旅に関する本を読んでいると知らない地名が出てきて、理解が進みにくいことがある。

本シリーズは、それらの地名を都度調べてまとめていくことで、「知らねえ~」ということを減らしていこうという試みだ。

第1回は京都府の山国(やまぐに)

山国を知ったきっかけ

平凡社新書から出ている、田中淳夫『森と日本人の1500年』で知った。日本史と林業の関わりを述べた本で、なかなか面白い本。

該当箇所を引用しておきたい。

ところが、現代まで続く杣があった。ざっと千四百年続く林業地である。 山国杣と高島杣だ。山国とは現在の京都市北部、京北町の一体で、大堰川の上流部。丹波地方の一部も含む。

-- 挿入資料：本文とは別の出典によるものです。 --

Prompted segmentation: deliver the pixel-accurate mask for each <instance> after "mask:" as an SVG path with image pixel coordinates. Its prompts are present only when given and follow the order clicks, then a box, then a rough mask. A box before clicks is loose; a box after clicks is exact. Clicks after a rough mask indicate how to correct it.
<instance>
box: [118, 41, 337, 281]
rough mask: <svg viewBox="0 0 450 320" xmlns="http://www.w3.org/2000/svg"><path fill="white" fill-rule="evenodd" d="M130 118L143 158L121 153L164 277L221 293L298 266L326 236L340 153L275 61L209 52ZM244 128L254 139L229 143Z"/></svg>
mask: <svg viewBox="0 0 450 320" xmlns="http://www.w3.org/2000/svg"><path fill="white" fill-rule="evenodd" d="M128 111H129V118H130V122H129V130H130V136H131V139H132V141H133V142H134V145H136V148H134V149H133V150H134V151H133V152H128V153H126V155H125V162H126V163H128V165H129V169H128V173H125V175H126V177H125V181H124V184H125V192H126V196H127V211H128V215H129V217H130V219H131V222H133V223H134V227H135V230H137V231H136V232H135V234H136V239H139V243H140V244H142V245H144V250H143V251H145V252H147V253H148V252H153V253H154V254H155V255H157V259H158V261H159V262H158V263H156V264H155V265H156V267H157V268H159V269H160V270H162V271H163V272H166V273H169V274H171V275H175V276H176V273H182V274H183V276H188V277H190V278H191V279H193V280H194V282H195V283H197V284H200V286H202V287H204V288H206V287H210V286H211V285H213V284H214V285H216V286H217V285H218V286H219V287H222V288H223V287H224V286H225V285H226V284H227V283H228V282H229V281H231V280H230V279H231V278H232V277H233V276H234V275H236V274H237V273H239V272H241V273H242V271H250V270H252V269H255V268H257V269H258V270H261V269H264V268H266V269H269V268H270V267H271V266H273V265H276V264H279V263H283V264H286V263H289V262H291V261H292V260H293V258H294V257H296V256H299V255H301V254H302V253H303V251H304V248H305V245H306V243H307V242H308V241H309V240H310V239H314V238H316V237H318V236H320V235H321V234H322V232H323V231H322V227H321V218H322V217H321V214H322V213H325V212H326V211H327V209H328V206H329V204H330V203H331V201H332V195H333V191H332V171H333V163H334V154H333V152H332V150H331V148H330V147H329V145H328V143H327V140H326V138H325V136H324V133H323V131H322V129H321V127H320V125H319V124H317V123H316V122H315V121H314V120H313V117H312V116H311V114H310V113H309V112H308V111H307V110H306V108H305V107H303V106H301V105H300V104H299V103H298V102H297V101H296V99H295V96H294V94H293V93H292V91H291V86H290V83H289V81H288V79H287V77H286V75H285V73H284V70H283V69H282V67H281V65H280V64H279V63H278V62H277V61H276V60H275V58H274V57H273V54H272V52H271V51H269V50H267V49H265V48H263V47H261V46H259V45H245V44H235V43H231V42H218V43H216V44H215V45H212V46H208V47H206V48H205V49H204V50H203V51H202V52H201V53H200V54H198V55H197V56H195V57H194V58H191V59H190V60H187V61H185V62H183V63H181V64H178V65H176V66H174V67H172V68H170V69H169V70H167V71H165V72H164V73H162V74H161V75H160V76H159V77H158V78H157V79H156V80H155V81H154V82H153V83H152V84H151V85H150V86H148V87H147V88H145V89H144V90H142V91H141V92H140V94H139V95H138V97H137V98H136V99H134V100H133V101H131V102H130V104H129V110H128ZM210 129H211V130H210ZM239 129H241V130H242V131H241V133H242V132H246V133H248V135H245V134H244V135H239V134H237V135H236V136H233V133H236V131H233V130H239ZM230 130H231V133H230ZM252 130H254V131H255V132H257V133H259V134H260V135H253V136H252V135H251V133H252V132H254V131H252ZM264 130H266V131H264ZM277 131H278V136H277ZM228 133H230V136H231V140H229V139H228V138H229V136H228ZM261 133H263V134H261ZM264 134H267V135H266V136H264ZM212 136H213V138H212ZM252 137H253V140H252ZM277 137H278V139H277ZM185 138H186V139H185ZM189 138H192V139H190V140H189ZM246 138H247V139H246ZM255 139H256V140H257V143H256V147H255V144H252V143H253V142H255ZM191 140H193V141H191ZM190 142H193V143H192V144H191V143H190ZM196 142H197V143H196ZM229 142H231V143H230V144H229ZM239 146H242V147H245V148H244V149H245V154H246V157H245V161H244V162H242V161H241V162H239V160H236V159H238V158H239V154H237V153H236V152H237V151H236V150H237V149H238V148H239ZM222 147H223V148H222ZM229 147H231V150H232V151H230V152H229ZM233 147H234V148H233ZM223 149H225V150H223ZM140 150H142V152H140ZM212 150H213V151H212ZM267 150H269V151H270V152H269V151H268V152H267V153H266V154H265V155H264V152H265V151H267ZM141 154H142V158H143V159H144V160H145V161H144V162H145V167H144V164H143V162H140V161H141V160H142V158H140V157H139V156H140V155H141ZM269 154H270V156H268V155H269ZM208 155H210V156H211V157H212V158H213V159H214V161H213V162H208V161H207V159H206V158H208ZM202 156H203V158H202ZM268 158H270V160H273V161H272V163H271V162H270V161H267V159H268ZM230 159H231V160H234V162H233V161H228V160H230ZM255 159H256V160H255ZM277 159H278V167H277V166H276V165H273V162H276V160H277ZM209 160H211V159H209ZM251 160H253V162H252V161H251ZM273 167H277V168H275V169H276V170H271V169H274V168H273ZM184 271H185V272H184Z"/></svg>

引用:田中淳夫(2014年).『森と日本人の1500年』平凡社

ということで、かなり昔から持続的な林業が行われてきた場所として紹介されている。

ちなみに高島は滋賀県の北西部の地名。琵琶湖の左上らへんと思っておけばよいと思う。

(そま)とは材木を採取する場所のこと。

山国の場所

先ほどの引用箇所ですでに触れられているが、あらためて場所を確認しておきたい。

斜めに長い京都府のちょうど真ん中辺りにある。京都市の中心部から見ると、北北西に25kmくらいの距離のところ。

当然、直線で行くことはできない。公共交通機関でアクセスする場合、二条駅前からバスを利用する。西日本JRバスの高雄・京北線にて約1時間の道のりとなる。

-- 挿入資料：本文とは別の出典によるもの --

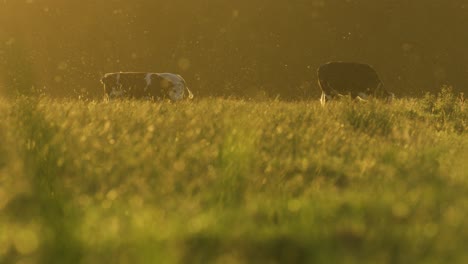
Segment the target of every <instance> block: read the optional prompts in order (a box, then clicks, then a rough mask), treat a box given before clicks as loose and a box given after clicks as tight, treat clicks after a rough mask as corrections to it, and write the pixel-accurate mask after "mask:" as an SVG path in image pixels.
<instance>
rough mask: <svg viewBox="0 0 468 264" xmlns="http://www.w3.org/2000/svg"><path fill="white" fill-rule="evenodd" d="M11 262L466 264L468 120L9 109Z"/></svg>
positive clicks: (408, 115) (216, 111)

https://www.nishinihonjrbus.co.jp/route/kyoto/up_shuzan1/

ちなみに、**京北(けいほく)**と言うのは、京都市の北西部指すエリアのこと。さらに6つの地区(周山、弓削、山国、黒田、宇津、細野)に分けられる。

京北(けいほく)ってどんなとこ?

山国を流れる川

この京北エリアは有名な桂川の源流となっている。

桂川は場所によって呼ばれ方が変わる。上流から上桂川(かみかつらがわ)、大堰川(おおいがわ)、保津川(ほづがわ)、桂川。

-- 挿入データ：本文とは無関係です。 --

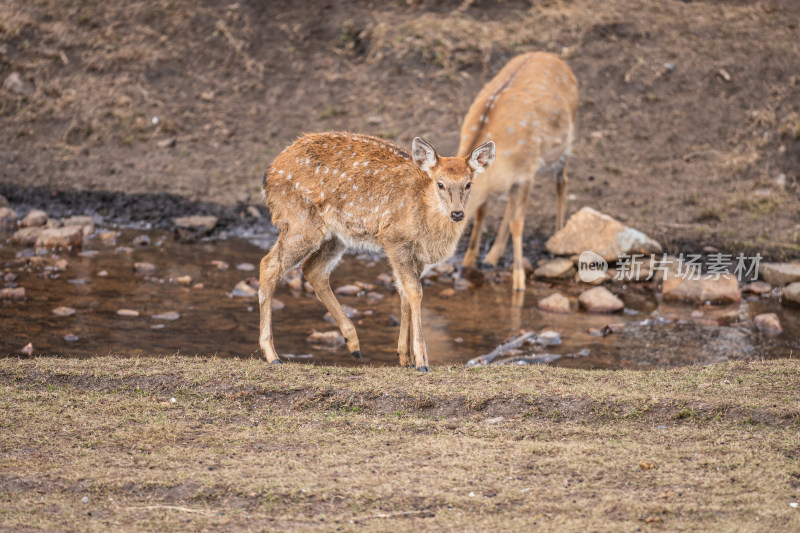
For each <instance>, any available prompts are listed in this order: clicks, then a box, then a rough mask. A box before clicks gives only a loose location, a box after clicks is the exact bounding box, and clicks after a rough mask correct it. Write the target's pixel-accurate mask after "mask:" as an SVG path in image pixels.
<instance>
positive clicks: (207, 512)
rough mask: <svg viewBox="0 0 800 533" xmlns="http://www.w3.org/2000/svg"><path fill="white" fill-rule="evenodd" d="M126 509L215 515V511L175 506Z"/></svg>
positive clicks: (147, 505)
mask: <svg viewBox="0 0 800 533" xmlns="http://www.w3.org/2000/svg"><path fill="white" fill-rule="evenodd" d="M126 509H134V510H140V511H157V510H161V509H165V510H167V511H179V512H181V513H195V514H202V515H206V516H213V515H215V514H217V511H207V510H204V509H191V508H189V507H179V506H177V505H137V506H133V507H126Z"/></svg>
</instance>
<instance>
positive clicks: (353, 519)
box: [350, 511, 433, 522]
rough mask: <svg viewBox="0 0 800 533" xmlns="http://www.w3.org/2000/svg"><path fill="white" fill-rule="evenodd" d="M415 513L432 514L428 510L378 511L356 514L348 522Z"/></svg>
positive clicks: (370, 519)
mask: <svg viewBox="0 0 800 533" xmlns="http://www.w3.org/2000/svg"><path fill="white" fill-rule="evenodd" d="M415 514H425V515H427V514H430V515H433V513H432V512H430V511H398V512H396V513H380V514H374V515H368V516H356V517H354V518H351V519H350V522H358V521H359V520H372V519H373V518H395V517H398V516H409V515H415Z"/></svg>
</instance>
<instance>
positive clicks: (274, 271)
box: [258, 225, 323, 363]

桂川は伏見区で鴨川に合流し、さらには大阪府との境で木津川、宇治川と再び合流し淀川となる。

山国はどんな場所か

先ほど紹介した本から再び引用しておきたい。

桓武天皇は平安京に都を移す際に、山国を禁裏御杣御料地(宮殿造営のための木材生産地)に指定した。 引用:田中淳夫(2014年).『森と日本人の1500年』平凡社

引用:田中淳夫(2014年).『森と日本人の1500年』平凡社

つまり、ここで育てられた木材が平安京の建築材として用いられたと言うわけ。

桓武天皇平安京遷都を行った天皇で、いわずもがな794年のことである。

こちらのwebページにも言及があるので参考にされたい。

https://www.pref.kyoto.jp/shizen-koen/tamba/en3khk.html

山国の名所・名物

調べていたら結構興味が湧いてきたので、そのうち訪れたいと思う。

山国は京都市中心部からそれなりに離れているが、名所に事欠かないのはさすが京都といった感じがする。

ぼたん鍋が美味しそうなので冬に行こうかしら。

まとめと参考文献

用語をまとめておく。これにより自身の知識が増えていくことを期待している。

用語

  • 山国…やまぐに。京都市の北西部にある。古来より禁裏杣だった。
  • 高島…滋賀県、琵琶湖の左上らへんの地名。
  • …材木を生産する場所。
  • 京都市…京都府の県庁所在地。政令指定都市で人口約140万人(2023年時点)
  • 京北(けいほく)…京都市の北西部を指すエリア。6つの地区に分かれる。
  • 二条駅…JR西日本、山陰本線の駅。京都市営地下鉄東西線もある。
  • 高雄・京北線…西日本JRバスの路線。京都駅前と京北エリアの周山を結ぶ。周山からは京北ふるさとバスに乗り換えられる。
  • 桂川…淀川水系に属する。保津川下りが有名。
  • 淀川…関西を縦貫する大河。琵琶湖から流れ出て大阪湾に注ぐ。滋賀県内では瀬田川、京都府内では宇治川、大阪府内では淀川と呼ばれる。
  • 桓武天皇…第50代天皇。794年、都を平安京に移した。